His grin started in his toes. It was a warmth that rushed through every inch of him, a warmth he wanted to share with her because it was pure and so was she. He couldn’t think of anything to say, of a way to explain what he felt right now—how free he was all of a sudden. So he showed her.

He sank his fingers into her hair, pulled her closer, and kissed her. She came to him so easily, like she knew this was where she belonged and how they should be: the two of them kissing in the cold, their bodies creating more heat between them than the fire just a few feet away. Above them the sky had long since tumbled into star-spotted night, and below them the earth was fresh and real like the way Chloe made him feel. Her cool hands pressed against his flushed cheeks and her lush mouth joined with his, and he loved her so much his heart felt too big for his body.

So this was bone-deep contentment. He’d almost forgotten, for a while.





Chapter Twenty




Around Red, Chloe tended to talk a lot. But there was something about this kiss, this hungry, hopeful, heart-filled kiss, that pushed her gently into silence, like sliding underwater and blocking out all sounds from the outside world. He surrounded her now. He held her tight. Even when their lips parted, when his hands left her so he could put out the fire, when he unzipped the tent flap and sat back on his knees so she could crawl in first, he was still holding her somehow, deep inside in a way that soothed her. So she didn’t speak. She couldn’t. She was drowning in long-coming lust, and soon she’d be under him.

Lord, she couldn’t wait to be under him.

Red crawled in after her, zipped up the tent’s flap, and they were plunged into an odd almost-darkness that seemed otherworldly.

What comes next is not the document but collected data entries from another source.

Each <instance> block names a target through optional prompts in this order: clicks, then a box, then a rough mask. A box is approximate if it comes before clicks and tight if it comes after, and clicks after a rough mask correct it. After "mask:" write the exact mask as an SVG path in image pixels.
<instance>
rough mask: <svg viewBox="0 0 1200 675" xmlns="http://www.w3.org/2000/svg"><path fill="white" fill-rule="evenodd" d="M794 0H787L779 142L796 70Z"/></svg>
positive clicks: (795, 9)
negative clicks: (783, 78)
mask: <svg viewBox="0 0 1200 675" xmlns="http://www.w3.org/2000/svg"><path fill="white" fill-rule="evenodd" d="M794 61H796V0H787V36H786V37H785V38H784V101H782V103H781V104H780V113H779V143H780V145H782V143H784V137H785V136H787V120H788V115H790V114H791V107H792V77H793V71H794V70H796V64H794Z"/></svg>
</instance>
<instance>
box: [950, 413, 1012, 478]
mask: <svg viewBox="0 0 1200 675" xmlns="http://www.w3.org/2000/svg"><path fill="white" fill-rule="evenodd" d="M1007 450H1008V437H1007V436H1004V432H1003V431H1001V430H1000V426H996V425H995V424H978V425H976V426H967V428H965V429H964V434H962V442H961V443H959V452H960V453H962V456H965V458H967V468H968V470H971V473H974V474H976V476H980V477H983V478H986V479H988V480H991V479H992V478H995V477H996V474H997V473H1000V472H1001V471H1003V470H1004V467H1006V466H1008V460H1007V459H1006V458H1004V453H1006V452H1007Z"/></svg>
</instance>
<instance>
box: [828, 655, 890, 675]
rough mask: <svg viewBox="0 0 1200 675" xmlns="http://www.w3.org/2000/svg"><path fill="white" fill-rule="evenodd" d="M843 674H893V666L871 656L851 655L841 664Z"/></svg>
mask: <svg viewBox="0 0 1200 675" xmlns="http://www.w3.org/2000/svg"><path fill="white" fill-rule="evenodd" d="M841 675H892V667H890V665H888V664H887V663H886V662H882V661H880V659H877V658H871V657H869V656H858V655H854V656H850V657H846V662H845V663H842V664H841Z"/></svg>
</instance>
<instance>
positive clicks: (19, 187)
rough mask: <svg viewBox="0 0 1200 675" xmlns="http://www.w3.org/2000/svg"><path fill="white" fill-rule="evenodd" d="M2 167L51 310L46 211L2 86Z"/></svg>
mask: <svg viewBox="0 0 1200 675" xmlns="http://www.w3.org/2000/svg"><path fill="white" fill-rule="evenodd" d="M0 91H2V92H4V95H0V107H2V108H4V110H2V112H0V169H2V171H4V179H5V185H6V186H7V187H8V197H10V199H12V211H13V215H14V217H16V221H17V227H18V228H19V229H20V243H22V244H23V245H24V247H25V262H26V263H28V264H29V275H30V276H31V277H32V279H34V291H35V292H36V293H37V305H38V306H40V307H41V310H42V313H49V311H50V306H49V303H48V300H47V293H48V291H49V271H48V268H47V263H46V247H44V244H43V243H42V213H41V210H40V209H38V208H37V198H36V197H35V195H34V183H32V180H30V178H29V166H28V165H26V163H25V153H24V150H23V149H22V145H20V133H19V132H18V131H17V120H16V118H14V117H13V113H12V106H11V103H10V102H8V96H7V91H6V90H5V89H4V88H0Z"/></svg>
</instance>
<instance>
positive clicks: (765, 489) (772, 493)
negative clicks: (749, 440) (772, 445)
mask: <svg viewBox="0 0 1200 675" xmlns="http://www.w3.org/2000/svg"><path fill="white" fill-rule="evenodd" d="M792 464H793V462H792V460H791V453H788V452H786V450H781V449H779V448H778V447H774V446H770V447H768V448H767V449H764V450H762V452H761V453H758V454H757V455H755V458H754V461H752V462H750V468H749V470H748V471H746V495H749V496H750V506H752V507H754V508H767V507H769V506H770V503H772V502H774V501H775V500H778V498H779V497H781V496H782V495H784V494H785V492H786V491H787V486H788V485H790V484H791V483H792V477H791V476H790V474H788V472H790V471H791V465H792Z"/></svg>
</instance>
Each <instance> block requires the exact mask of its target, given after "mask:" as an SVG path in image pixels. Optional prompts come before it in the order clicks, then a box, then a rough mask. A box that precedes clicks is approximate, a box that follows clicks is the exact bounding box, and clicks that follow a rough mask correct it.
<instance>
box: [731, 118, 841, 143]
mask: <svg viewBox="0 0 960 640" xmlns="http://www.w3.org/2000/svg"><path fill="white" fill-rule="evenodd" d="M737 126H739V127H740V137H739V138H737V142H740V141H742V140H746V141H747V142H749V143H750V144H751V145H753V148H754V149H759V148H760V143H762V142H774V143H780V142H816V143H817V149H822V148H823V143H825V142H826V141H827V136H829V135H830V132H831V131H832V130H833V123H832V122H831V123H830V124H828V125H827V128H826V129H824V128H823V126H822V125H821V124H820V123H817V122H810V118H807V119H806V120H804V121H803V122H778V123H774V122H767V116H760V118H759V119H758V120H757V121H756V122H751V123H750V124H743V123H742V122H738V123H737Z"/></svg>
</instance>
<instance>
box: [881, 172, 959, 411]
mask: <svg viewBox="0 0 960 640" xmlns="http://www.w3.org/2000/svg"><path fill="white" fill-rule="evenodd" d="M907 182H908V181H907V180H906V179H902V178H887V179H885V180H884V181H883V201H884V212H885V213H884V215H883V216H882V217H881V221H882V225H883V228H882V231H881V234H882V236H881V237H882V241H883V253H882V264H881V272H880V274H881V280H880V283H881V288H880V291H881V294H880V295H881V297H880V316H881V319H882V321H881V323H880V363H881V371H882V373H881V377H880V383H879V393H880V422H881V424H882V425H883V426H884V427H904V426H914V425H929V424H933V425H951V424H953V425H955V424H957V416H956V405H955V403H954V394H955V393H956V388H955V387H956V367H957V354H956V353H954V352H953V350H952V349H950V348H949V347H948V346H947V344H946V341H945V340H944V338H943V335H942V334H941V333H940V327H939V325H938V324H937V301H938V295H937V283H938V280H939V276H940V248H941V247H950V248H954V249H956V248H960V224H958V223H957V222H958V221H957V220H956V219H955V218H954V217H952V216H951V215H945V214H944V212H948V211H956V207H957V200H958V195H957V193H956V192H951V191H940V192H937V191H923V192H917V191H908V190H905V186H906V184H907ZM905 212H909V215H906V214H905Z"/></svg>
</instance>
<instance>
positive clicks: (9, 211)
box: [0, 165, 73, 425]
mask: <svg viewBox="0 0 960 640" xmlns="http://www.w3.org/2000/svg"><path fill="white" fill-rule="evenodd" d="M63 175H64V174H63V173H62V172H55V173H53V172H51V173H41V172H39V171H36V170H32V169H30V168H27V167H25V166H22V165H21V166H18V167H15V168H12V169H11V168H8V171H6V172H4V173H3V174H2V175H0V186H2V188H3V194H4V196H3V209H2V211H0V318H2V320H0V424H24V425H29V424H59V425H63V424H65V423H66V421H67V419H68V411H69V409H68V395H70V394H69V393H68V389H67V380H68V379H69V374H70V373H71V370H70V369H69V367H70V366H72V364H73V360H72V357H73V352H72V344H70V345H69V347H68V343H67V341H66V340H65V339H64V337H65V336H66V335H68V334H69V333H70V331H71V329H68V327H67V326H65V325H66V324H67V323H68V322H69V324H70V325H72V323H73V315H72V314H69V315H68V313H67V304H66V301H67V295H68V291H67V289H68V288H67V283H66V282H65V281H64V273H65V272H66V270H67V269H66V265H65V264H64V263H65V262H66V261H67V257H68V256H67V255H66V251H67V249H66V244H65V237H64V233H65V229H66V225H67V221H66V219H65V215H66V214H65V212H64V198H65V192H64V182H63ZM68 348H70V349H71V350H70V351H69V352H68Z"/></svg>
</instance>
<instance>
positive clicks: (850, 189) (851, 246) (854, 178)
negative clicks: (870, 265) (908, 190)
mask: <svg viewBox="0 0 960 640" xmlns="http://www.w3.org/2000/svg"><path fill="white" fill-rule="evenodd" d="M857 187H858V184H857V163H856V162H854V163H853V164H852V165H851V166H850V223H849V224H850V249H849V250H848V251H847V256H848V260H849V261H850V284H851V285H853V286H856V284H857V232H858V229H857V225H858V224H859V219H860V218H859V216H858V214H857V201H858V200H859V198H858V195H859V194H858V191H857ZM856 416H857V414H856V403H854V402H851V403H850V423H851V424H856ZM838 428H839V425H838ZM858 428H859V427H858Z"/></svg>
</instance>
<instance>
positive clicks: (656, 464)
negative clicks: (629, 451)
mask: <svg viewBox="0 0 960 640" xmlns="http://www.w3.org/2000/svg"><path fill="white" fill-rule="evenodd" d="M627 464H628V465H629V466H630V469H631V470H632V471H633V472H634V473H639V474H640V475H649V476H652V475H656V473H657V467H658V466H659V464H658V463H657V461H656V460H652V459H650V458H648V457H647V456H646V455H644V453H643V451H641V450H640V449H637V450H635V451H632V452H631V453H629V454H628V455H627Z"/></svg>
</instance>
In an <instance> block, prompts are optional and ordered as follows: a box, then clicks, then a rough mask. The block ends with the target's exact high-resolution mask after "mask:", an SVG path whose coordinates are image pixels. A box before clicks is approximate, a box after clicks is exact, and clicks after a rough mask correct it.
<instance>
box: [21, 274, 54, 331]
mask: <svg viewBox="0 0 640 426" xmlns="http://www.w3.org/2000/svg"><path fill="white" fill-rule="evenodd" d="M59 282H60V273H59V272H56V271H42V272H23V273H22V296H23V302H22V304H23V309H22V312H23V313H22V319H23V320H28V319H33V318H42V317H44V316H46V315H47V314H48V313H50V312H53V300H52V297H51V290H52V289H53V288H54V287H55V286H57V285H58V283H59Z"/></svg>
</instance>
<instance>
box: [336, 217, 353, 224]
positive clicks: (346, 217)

She could make out the vague shape of him, those broad shoulders and the fall of his hair unmistakable even as shadowy outlines. And she had the oddest, deliciously heavy feeling that he was looking right at her.

But the feeling faded as he turned away, fiddling with something she couldn’t see. After a moment, she heard a click—and then there was light. Chloe blinked as her eyes adjusted, then gawked as reality filtered in. Somehow, he’d wreathed strings of fairy lights all around the tent, glowing pinpricks that illuminated the small mountain of blankets and cushions.

She stared, awed. “Oh my goodness. This is what you were messing around with earlier?”

“When you were shouting at me to hurry up and feed you? Yeah.” He winked. “Honestly, the things I put up with.”

Her heart was a burning, brilliant thing lodged against her ribs. “Red, why did you do all this?”

“For you,” he said, as though it was obvious. “It’s always for you.”

Camping had been on her list because it seemed gritty and normal and slightly scary and more than a bit of a challenge, but truthfully, she’d barely wanted to do it. Now, in this moment, she realized just how magical Red had made it. Not only by arranging everything, by making her laugh all day, by remembering her limitations so she didn’t have to constantly point them out—but with things like this. Things like the marshmallows. The extra effort he put in to make this a wonderful experience instead of a checked box.

She looked up at him, his hair gleaming like silken flames, his beautiful face still flushed and his lower lip caught between his teeth, and she realized that his sharp eyes studied her with something like trepidation. As if he was nervous. As if he wanted to know that she liked it.

How could he doubt that she loved it? How could he doubt that she loved him, that she wanted him and trusted him and hungered to do everything with him just for the joy of experiencing his reactions?